Let $T$ be a minimum spanning tree of connected graph $G=(V,E)$ with respect to some weight function $w:E\to (0,\infty)$.
To prove or disprove that the sum of squares of function $w$ values on edges $T$ is minimal.
In another words, there is no spannig tree $T'$ such that $$ \sum_{e\in T'} w(e)^2<\sum_{e\in T} w(e)^2. $$
I try to prove this by $$ \left(\sum_{i}a_{i}\right)^{2}=\sum_{i}a_{i}^{2}+2\sum_{_{i<j}}a_{i}a_{j} \;\implies\; \sum_{i}a_{i}^{2}= \left(\sum_{i}a_{i}\right)^{2}-2\sum_{_{i<j}}a_{i}a_{j}. $$
Since $T$ is a minimum spanning tree I conclude that $(\sum_{i}a_{i})^{2}\leq(\sum_{i}a'_{i})^{2}$.
I have a problem to prove that $2\!\sum_{_{i<j}}a_{i}a_{j}\leq2\!\sum_{_{i<j}}a'_{i}a'_{j}$ (I am really not sure about this fact).
Help is welcome.
Begin by proving that the minimum spanning tree is only affected by the relative ordering of the edges, not by the actual values of the weight function. This follows if you assume the correctness of some algorithm that only operates on the weights by comparing them, and not by doing any fancy arithmetic.

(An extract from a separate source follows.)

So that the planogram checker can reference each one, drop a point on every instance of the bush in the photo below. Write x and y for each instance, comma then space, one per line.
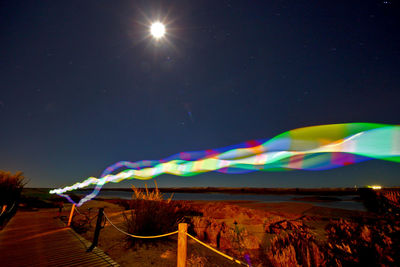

For positive weights, if we sort the edges in ascending order such that $$w(e_1) \le w(e_2) \le \dots \le w(e_m)$$ then their squares are also sorted in ascending order with $$w(e_1)^2 \le w(e_2)^2 \le \dots \le w(e_m)^2$$ and vice versa, so the relative order of edges does not change and hence the minimum spanning tree (or set of minimum spanning trees, when there are ties) does not change.